Levosimendan improves haemodynamic performance and may have cardioprotective effects. Small trials have demonstrated efficacy in well-defined populations . Given the uncertain benefits we describe contemporaneous patient selection, utilisation of levosimedan, haemodynamic effects and outcomes.
The study was performed at a single centre's three ICUs. Data from 38 consecutive admissions, from 2010 to 2012, treated with levosimendan were collected retrospectively. Demographics, illness severity, comorbidity, haemodynamic, metabolic, biochemical, resource utilisation, organ support and hospital outcomes were analysed.

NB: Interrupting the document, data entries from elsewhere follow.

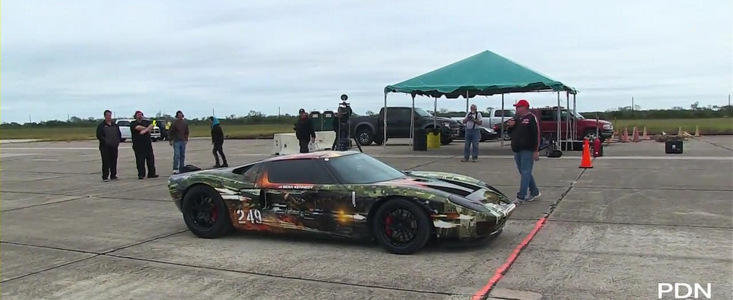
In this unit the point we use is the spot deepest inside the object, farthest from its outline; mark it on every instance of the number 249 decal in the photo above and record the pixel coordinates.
(253, 216)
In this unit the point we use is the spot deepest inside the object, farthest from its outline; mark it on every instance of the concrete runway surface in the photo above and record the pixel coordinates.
(638, 218)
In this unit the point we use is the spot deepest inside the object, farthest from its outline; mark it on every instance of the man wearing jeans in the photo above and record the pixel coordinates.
(472, 134)
(525, 133)
(179, 138)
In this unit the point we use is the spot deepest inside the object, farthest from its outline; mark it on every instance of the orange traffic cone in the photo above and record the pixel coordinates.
(585, 160)
(625, 136)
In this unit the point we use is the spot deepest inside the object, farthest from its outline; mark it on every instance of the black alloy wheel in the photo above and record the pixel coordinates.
(401, 226)
(205, 213)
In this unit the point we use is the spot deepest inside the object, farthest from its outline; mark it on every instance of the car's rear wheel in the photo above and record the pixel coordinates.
(205, 213)
(401, 226)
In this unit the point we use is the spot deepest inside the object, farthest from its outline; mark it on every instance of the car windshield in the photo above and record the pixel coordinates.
(361, 168)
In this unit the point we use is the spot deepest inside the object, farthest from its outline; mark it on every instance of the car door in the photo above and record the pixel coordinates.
(298, 194)
(247, 214)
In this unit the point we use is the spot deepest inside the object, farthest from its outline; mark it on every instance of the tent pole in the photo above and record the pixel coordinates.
(567, 121)
(501, 134)
(412, 120)
(435, 113)
(384, 137)
(575, 122)
(558, 119)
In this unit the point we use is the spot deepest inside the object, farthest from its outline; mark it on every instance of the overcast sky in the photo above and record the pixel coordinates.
(78, 58)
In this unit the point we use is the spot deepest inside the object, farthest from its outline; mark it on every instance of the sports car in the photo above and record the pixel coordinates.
(343, 194)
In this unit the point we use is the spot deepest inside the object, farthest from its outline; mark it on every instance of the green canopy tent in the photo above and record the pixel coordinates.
(486, 73)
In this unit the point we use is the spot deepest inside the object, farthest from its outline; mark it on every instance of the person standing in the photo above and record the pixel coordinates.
(217, 139)
(525, 133)
(142, 145)
(304, 131)
(179, 138)
(109, 136)
(472, 135)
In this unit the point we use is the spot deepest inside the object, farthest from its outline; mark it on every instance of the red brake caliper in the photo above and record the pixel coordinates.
(214, 212)
(387, 222)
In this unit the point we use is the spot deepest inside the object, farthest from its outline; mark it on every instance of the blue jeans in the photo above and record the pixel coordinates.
(179, 154)
(471, 144)
(525, 162)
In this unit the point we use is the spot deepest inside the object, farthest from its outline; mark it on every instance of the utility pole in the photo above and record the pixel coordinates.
(632, 104)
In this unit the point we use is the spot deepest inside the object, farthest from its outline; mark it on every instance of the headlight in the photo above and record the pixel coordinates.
(473, 205)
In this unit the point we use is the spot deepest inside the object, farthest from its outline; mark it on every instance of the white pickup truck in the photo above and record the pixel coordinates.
(124, 125)
(494, 116)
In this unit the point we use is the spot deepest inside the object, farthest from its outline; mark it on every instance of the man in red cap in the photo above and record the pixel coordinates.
(525, 133)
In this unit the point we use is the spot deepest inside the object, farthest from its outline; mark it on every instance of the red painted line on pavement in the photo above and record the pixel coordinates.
(499, 273)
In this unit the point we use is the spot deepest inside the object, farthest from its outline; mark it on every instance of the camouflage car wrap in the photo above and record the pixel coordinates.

Our cohort had a mean age of 58 (95% CI = 53.4 to 64.4). Only 18% underwent cardiothoracic surgery: sepsis, pulmonary emboli and myocardial/pericardial diseases were also treated with levosimendan. Admission characteristics included mean PaO2/FiO2 ratio (PFR) of 186.7 mmHg (95% CI = 160 to 212) and mean cardiac index (CI) of 2.3 (95% CI 1.9 to 2.8). The median APACHE II score was 24 (interquartile range 18.5 to 30). Levosimendan was initiated at a variable point during ICU treatment (days 0 to 14) and was usually the third inotrope (range 0 to 5) commenced. Treatment with levosimendan (Table 1) resulted in improved CI and PFR with reductions in EVLW, BE, lactate and creatinine. The ICU length of stay was 15.4 days (95% CI = 13.2 to 17.6) and the hospital mortality was 54%. No significant adverse effects were reported.
Table 1. Treatment outcomes
Levosimendan is usually used in patients with cardiogenic shock unresponsive to conventional inotropes or mechanical augmentation. The mortality of this group is high but represents patients with shock refractory to conventional treatment. Its use in sepsis, myocarditis and pulmonary embolism is not well established. In this group levosimendan appears to have a favourable effect on gas exchange, renal function and tissue perfusion. Limitations include retrospective analysis and missing data.